Puppies of all colours can potentially occur in the same litter. Colour is determined primarily by three genes. The first gene (the B locus) determines the density of the coat's eumelanin pigment granules, if that pigment is allowed: dense granules result in a black coat, sparse ones give a chocolate coat. The second (E) locus determines whether the eumelanin is produced at all. A dog with the recessive e allele will produce only phaeomelanin pigment and will be yellow regardless of its genotype at the B locus. The genes known about previously have had their number increased by the introduction of the K locus, where the dominant "black" allele KB is now known to reside. Black or chocolate Labradors therefore must have the KB allele. Yellow Labradors are determined at the E locus, so the K locus is irrelevant in determining their colour. Variations in numerous other genes control the subtler details of the coat's colouration, which in yellow Labradors varies from white to light gold to a fox red. Chocolate and black Labradors' noses will match the coat colour.
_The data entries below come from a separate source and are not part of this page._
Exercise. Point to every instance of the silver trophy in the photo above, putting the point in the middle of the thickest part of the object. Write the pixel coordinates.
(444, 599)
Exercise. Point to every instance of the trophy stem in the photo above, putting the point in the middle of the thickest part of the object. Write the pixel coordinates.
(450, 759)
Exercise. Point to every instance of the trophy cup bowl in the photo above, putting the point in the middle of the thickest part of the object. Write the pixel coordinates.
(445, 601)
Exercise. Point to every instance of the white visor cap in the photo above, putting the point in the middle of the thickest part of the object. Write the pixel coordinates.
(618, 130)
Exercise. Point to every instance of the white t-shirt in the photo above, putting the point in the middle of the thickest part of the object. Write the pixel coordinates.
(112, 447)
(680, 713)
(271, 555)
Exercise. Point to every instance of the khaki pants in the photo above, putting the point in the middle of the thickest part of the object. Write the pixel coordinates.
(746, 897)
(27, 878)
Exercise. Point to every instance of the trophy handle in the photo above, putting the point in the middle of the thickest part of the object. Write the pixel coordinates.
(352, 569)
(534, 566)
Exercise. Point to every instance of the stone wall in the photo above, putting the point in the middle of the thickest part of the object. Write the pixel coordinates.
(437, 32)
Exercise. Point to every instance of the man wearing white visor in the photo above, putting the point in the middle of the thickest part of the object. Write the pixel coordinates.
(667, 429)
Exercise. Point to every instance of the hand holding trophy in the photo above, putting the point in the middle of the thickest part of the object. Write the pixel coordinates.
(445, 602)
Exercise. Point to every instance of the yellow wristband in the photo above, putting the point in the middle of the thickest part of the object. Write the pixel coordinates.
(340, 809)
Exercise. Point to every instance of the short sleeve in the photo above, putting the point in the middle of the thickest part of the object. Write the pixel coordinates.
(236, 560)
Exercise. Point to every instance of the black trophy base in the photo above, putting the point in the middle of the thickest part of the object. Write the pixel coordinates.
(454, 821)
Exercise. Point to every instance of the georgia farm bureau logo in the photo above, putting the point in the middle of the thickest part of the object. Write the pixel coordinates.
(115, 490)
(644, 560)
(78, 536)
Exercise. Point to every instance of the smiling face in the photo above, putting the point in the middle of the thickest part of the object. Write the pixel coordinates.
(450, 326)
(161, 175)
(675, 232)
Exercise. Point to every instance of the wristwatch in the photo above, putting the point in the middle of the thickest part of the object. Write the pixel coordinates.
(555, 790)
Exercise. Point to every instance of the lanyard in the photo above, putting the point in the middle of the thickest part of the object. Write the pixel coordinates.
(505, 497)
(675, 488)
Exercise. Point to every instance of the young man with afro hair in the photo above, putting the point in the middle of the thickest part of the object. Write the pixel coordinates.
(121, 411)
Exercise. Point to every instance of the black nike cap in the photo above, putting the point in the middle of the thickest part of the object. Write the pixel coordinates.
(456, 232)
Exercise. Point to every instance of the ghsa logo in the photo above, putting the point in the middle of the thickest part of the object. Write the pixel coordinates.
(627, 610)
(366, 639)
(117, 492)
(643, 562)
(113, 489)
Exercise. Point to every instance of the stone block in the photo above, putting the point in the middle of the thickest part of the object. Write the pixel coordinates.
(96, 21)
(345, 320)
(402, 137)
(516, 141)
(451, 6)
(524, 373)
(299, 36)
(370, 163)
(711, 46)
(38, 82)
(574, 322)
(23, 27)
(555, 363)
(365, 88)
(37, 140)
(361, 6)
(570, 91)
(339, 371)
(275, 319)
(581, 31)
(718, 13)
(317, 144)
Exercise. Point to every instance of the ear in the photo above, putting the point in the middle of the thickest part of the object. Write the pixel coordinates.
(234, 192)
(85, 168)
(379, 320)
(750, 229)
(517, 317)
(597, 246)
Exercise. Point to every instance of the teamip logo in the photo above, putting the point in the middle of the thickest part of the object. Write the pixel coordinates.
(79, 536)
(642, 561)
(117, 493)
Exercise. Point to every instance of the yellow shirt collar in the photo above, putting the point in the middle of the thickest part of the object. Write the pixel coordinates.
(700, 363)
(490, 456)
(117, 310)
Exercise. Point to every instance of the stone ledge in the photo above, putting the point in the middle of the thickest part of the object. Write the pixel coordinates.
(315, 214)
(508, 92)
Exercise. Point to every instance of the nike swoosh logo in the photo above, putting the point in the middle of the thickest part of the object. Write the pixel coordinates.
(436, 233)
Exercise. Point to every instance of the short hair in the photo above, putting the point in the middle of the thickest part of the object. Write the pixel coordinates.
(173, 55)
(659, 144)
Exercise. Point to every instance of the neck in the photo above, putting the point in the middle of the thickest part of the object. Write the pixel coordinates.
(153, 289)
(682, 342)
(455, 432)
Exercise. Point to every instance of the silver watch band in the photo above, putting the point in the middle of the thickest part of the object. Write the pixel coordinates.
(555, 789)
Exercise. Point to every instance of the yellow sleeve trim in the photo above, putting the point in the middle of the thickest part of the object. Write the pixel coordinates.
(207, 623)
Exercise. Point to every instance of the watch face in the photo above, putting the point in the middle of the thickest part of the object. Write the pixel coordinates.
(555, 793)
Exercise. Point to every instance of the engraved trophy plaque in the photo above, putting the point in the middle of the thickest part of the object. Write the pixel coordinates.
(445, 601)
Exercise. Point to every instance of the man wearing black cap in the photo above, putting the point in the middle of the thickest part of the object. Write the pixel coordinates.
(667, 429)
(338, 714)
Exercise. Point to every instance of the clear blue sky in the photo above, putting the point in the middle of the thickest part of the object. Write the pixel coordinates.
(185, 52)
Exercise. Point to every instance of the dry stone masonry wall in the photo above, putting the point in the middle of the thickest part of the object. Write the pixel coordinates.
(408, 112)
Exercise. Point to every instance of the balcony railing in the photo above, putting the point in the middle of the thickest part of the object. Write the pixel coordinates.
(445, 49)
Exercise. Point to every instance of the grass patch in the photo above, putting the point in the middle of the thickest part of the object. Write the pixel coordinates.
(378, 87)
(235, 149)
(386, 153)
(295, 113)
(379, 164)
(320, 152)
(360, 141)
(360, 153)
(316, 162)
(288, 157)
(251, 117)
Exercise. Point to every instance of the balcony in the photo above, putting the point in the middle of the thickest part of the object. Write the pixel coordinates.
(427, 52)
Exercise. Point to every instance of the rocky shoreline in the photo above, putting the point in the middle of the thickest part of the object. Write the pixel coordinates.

The Whistle GPS Tracker is a simple clip on device that notifies you (via app and text) if your pet ever escapes from the designated area you create. It also lets you track their location using cellular and GPS technology and monitor their activity and health. Plus, it's water proof... just in case they decide to go for a swim. Just clip it on to the collar they already wear.
Looking for dog gift inspiration? Based on our readers’ favorite picks over the course of the year, we selected a few top trending dog gifts for 2018. These choices run the gamut from magnets to mugs to some very unique options for the dog lover that has it all. (Dog tarot, anyone?) If those don’t strike your fancy, keep scrolling for links to breed-specific gift guides and much more.
Who wants a game of tug of war? You know your pup does! The Mammoth Flossy Chews Cotton Blend 3-Knot Rope Tug is just the toy to get this holiday season. It's made from 100% natural cotton rope fibers that actually clean your dog's teeth with a floss-like action as he chews and plays with the toy. This 3-knot rope tug is made for durability and safety. It's also included in our buying guide to the best dog toys.
Labs are famously friendly. They are companionable housemates who bond with the whole family, and they socialize well with neighbor dogs and humans alike. But don’t mistake his easygoing personality for low energy: The Lab is an enthusiastic athlete that requires lots of exercise, like swimming and marathon games of fetch, to keep physically and mentally fit.